Most businesses have come to recognize that the future of retail is omni-channel. Challenger brands like Casper, Warby Parker, and Harry’s have all moved into physical retail by opening their own brick-and-mortar locations or distributing through retailers like Walmart and Target, and brands like Nike have invested heavily in building a powerful e-commerce engine to complement their brick-and-mortar presence. In the omni-channel world, using a purely click-based attribution model begins to break down very quickly as it is not clear at all how to link impressions on Facebook to in-store conversions at Walmart.

This blend of omni-channel advertising and omni-channel purchase options has, justifiably, left modern marketers in a real bind when it comes to deciding how to improve the overall performance of their marketing program.

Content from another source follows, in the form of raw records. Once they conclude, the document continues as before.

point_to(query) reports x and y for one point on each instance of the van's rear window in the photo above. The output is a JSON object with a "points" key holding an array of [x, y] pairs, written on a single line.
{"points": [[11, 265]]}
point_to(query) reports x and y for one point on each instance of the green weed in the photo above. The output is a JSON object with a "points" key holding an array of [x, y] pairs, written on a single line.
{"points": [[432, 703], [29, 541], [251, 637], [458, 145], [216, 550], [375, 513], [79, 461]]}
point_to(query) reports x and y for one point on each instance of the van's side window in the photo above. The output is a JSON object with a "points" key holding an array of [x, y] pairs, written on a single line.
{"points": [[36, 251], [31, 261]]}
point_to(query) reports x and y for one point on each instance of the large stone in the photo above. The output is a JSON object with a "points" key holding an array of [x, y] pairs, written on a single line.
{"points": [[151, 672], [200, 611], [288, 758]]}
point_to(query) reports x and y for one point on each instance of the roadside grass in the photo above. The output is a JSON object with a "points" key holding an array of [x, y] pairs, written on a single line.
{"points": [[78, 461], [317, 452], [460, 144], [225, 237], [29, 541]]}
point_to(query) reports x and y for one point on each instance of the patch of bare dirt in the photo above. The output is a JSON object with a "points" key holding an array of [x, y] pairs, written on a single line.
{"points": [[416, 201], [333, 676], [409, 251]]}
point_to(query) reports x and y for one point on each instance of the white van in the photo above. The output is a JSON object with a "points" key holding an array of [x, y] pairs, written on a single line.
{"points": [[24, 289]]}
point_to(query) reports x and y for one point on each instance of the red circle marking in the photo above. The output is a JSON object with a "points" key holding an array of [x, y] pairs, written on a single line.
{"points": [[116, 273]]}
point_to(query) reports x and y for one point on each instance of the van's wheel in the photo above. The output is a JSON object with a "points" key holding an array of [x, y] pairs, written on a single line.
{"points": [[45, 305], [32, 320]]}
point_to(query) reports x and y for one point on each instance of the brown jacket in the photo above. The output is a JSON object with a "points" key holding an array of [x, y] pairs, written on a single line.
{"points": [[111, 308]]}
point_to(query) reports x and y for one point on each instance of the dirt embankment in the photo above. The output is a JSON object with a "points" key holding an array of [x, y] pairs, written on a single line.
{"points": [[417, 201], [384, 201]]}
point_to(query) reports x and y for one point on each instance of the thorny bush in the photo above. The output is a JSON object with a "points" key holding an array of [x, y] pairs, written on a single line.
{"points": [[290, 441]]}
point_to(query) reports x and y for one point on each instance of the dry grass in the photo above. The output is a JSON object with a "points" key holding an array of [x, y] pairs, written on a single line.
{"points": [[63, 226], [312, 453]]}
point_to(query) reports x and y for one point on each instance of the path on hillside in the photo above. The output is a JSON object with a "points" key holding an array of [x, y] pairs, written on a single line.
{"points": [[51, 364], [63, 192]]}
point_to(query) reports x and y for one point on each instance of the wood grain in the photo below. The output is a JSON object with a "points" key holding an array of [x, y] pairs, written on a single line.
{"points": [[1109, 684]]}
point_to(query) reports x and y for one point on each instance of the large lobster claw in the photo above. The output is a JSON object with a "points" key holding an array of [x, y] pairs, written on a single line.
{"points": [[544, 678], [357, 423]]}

Can Media Mix Modeling can Help?

Unfortunately, things aren’t as simple as they were in the olden days, and the statistical models developed in the past are no longer valid in a world where large amounts of money are spent on programmatic advertising.

The programmatic puzzle

If you’re not familiar with the term, “programmatic” channels are advertising channels like Facebook or Google search where advertising spend happens dynamically in response to user behavior: if customers click on your ad a lot, Google and Facebook will both charge you and serve your ad to more customers.

It’s the last part that causes a problem for traditional media mix models — in a programmatic channel, the amount of spend is chosen by the platform, not by the advertiser. Additionally, the platform could react to outside causes — if an excellent TV campaign builds a lot of trust in your brand, Facebook might register increased engagement with your ads and subsequently ramp up spend to show your ads to more people. A traditional Media Mix Model will be biased toward allocating credit to Facebook for those conversions, even though it was the TV spend that really did the heavy lifting, and one might imagine that many of those people might have purchased anyway whether they saw the Facebook ad or not.

Because with programmatic advertising purchasing behavior can drive advertising spend in addition to advertising spend driving purchasing behavior, the assumptions in traditional Media Mix Modeling are broken, and the estimates are biased.

So, the whole situation is hosed and no one knows anything?

Recast’s Incrementality Model

We’ve developed a proprietary solution to solving this problem and have built Recast as a modern alternative to traditional media mix modeling. Recast was built from the ground up to use a statistical model to estimate the true incrementality of marketing spend in both programmatic and non-programmatic channels.